Environmental Science

2021 Was the World’s Fifth-Hottest Year on Record?

2021 Was the World’s Fifth-Hottest Year on Record?

Despite the moderating influence of La Nina, the year 2021 was the fifth hottest on record, according to the European Copernicus Climate Change Service. The seven hottest years on record, according to their data, all occurred in the last… seven years. Last year, global average temperatures were between 1.1 and 1.2 degrees Celsius (1.98 and 2.16 degrees Fahrenheit) over pre-industrial levels, creeping closer to 1.5 degrees Celsius (2.7 degrees Fahrenheit) barrier those world governments agreed to avoid with the Paris Agreement. It is not as they are succeeding at it.

The warmest calendar year on record was 2016, followed by 2020, which was only 0.01°C cooler. The third was in the year 2019, while the fourth was in the year 2017. 2015 and 2018 tied for sixth place after 2021. In a press briefing, Freja Vamborg, a senior scientist for C3S at the European Centre for Medium-Range Weather Forecasts, explained that 2021 was just slightly warmer than the previous two years. As a result, depending on the data collected, different data sets may rank 2021 as the sixth or seventh hottest year on record.

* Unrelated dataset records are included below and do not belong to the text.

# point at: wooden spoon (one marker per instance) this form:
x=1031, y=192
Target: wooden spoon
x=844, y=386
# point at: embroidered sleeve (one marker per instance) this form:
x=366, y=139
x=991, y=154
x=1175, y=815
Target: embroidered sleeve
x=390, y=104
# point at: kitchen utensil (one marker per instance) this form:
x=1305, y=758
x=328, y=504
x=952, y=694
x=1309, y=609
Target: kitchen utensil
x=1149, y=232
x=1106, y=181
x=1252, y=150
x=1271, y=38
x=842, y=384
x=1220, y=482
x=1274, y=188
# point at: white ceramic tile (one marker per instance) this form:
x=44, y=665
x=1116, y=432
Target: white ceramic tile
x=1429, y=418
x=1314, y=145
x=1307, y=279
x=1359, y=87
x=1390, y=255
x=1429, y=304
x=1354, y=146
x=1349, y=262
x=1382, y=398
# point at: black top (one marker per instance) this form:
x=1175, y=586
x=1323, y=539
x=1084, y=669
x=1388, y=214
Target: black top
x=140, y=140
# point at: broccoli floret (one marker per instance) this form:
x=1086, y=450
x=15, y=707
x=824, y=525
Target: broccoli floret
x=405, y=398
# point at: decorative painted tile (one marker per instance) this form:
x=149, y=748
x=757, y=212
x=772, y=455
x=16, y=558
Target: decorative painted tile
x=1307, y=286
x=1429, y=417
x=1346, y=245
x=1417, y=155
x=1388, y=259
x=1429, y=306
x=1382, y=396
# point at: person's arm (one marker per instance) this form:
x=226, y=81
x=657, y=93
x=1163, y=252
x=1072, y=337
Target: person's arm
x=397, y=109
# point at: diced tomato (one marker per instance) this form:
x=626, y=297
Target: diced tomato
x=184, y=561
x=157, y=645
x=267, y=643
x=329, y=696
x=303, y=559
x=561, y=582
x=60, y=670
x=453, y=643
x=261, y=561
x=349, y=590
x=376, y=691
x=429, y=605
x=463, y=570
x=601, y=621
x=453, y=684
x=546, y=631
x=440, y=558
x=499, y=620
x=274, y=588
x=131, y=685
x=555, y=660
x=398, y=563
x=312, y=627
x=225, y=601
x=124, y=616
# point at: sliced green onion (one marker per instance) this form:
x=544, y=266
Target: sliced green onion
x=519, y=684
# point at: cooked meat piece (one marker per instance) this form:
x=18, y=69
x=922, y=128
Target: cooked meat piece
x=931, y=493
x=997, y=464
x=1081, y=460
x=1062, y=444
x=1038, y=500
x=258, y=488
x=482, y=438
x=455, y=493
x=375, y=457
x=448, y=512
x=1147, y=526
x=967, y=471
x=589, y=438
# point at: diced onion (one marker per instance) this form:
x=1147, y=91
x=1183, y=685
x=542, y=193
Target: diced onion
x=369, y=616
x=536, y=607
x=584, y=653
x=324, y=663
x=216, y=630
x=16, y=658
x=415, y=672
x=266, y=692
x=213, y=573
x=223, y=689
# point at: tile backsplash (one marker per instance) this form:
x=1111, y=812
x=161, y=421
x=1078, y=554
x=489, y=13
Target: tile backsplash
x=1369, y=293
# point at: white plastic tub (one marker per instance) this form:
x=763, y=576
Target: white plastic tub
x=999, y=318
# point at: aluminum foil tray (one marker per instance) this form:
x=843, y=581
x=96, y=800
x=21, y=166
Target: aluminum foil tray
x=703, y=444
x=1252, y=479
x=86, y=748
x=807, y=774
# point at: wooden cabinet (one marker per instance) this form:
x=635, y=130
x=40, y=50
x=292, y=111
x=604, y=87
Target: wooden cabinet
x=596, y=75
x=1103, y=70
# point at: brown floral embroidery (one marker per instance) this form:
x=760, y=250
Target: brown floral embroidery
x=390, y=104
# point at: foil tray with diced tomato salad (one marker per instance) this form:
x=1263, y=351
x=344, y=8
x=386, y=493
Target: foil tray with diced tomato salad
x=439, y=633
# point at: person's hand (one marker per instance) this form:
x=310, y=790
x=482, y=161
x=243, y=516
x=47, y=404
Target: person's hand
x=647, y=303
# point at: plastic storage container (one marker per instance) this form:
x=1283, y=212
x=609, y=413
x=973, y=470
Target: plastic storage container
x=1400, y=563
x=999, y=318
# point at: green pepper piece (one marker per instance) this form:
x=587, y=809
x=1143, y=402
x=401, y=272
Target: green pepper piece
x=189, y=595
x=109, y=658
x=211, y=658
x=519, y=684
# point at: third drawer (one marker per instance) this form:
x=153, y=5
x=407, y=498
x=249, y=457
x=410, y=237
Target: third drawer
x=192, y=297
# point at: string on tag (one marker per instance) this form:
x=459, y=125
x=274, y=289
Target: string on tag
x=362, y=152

Regardless of the classification, the fact that the hottest years in millennia have all occurred since 2015 is the loudest conceivable alarm bell. Most landmasses and the majority of the ocean had above-average temperatures. The west coast of the United States and Canada, as well as central and northern Africa, the Middle East, Afghanistan, the Tibetan Plateau, and the far south of South America, were much hotter than average in comparison to the previous thirty years. Australia, Alaska, Antarctica, and a vast region of the Pacific saw colder-than-average weather, owing to La Nina.

“Although La Nina conditions in the Pacific Ocean temporarily slowed slightly human-caused climate warming in the first half of 2021. The devastating flooding in central Europe and severe heatwaves and wildfires across the Mediterranean and North America demonstrate that when extreme weather patterns strike, they are more severe in a world that is over 1 degree Celsius warmer than pre-industrial times,” Professor Richard Allan, Professor of Climate Science, University of California, Berkeley, said.

“Continuous monitoring of the globe is critical for recording and developing resistance to impacts, as well as spotting surprises that emerge, such as a continuous rise in methane concentrations and the [sheer] severity of climatic extremes currently being observed.” The Copernicus Report’s preliminary data also looked at the rise of carbon dioxide and methane in the atmosphere. Over the last decade, emissions have remained relatively steady, contributing to a rise in the concentration of these greenhouse gases in the atmosphere. The rise in methane was particularly rapid. The solution to reducing emissions is simple: reduce the amount of carbon dioxide and methane pumped into the atmosphere.